Case Pattern: AI Agent Gains Read/Write Access to a Sensitive Internal AI System
What the McKinsey / Lilli / CodeWall Incident Reveals About Action Governance
This is a governance pattern, not a breach post-mortem. We use public reporting on the McKinsey / Lilli red-team incident to show a failure class that will keep repeating wherever AI agents can autonomously discover, access, and modify sensitive systems without a pre-execution authority gate.
The Five Layers of AI Governance (Control Stack)
Most “AI governance” talk collapses into vibes. This pattern doesn’t. There are five distinct control layers:
- Formation(data + prompting + constraints on what’s proposed)

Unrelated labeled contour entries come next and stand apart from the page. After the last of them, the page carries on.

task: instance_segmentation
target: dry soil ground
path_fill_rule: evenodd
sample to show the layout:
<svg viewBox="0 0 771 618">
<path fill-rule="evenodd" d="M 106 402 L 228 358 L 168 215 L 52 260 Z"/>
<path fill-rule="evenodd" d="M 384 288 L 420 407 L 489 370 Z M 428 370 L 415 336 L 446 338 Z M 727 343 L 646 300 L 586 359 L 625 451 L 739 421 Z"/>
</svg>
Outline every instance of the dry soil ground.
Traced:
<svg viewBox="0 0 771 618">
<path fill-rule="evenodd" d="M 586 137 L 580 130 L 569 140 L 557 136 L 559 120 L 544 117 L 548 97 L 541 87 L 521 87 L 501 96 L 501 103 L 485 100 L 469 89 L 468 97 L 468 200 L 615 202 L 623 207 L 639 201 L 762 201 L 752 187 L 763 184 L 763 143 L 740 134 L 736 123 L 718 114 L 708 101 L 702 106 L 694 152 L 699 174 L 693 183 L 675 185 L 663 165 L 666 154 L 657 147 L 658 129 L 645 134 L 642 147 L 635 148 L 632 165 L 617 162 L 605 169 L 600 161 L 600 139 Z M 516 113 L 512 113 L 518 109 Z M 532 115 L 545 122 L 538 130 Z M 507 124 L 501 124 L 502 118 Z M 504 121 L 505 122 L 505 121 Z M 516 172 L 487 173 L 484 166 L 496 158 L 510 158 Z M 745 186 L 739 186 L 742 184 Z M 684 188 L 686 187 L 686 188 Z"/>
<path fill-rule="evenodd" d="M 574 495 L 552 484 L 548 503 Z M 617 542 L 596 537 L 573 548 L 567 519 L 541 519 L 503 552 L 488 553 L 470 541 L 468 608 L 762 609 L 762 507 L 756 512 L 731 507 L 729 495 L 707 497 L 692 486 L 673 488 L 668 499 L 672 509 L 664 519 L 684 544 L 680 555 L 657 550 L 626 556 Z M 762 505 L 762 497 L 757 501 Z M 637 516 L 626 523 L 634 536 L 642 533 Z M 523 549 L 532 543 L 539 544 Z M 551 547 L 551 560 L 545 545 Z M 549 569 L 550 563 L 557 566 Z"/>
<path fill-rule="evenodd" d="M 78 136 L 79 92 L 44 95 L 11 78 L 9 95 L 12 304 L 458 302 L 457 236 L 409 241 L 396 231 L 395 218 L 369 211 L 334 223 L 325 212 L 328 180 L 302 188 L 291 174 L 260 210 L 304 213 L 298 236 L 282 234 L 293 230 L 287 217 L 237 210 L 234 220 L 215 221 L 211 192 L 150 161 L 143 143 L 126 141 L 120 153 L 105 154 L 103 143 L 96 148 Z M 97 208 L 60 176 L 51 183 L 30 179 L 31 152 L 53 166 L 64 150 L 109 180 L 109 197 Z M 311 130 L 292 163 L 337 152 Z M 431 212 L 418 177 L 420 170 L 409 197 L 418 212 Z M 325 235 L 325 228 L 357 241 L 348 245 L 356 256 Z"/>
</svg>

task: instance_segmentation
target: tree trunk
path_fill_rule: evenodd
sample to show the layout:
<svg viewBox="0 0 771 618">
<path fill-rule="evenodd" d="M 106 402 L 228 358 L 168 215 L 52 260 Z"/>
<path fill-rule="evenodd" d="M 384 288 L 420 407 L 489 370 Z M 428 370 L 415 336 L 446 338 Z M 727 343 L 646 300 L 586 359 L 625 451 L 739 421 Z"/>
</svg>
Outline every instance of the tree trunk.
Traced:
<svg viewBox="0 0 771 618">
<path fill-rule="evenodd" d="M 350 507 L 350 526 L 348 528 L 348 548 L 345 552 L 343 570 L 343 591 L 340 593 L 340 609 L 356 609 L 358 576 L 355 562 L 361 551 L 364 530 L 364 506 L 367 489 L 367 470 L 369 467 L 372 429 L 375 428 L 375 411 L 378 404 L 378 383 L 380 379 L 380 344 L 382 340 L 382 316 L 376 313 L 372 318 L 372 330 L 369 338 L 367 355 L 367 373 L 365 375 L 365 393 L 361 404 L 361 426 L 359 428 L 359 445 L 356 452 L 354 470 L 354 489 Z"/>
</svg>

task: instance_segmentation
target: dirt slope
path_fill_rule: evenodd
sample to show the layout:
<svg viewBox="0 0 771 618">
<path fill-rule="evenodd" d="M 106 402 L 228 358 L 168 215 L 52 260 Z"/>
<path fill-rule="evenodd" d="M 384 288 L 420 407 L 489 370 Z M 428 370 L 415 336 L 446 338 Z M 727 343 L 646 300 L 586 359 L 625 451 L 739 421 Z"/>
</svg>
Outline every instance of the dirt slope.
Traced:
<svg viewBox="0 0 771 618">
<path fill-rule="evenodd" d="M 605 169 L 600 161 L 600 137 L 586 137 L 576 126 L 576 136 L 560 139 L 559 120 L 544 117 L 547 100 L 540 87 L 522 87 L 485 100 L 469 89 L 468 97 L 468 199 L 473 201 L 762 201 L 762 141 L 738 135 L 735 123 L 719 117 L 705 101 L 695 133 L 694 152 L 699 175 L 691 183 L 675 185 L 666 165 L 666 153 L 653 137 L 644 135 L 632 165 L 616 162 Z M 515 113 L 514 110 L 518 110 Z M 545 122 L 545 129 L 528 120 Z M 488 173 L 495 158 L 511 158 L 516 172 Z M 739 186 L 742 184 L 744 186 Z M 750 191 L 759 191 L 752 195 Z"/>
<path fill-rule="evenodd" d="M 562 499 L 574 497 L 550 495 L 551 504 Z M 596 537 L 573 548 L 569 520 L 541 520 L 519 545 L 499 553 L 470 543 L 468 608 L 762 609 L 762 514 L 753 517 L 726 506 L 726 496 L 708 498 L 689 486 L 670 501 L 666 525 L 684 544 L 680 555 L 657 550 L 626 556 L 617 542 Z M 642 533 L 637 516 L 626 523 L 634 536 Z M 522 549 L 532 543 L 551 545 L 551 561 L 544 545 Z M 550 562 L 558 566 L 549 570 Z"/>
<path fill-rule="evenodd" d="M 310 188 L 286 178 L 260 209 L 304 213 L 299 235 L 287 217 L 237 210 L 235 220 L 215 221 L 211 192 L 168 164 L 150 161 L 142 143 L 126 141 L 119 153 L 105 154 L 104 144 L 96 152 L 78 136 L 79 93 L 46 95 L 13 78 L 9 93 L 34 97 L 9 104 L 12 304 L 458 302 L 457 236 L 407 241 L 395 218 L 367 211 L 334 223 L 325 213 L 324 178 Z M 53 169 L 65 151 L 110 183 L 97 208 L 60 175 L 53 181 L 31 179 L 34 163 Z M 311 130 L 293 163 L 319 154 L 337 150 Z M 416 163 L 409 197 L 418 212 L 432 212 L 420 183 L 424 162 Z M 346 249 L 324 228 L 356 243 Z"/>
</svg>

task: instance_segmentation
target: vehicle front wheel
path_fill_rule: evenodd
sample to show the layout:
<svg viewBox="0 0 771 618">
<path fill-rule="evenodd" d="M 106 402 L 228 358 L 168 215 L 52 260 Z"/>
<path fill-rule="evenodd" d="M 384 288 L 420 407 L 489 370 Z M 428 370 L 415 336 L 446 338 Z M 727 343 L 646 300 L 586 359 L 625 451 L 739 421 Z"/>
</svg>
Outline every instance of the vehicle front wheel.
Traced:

- Behavior(model/agent reasoning and tool choice)
- Commit( pre-execution authority gate)
- During(in-execution limits: circuit breakers, rate/volume caps, session constraints)
- After(monitoring, invariants, forensics, reconciliation)
If someone tells you they “do AI governance” and can’t tell you which of these they cover, you don’t have a governance solution. You have a feature.
Note: “Above this stack sits Policy & Ownership (boards, GRC, risk appetite).These five layers are the runtime control stack that enforces and evidences those policies.”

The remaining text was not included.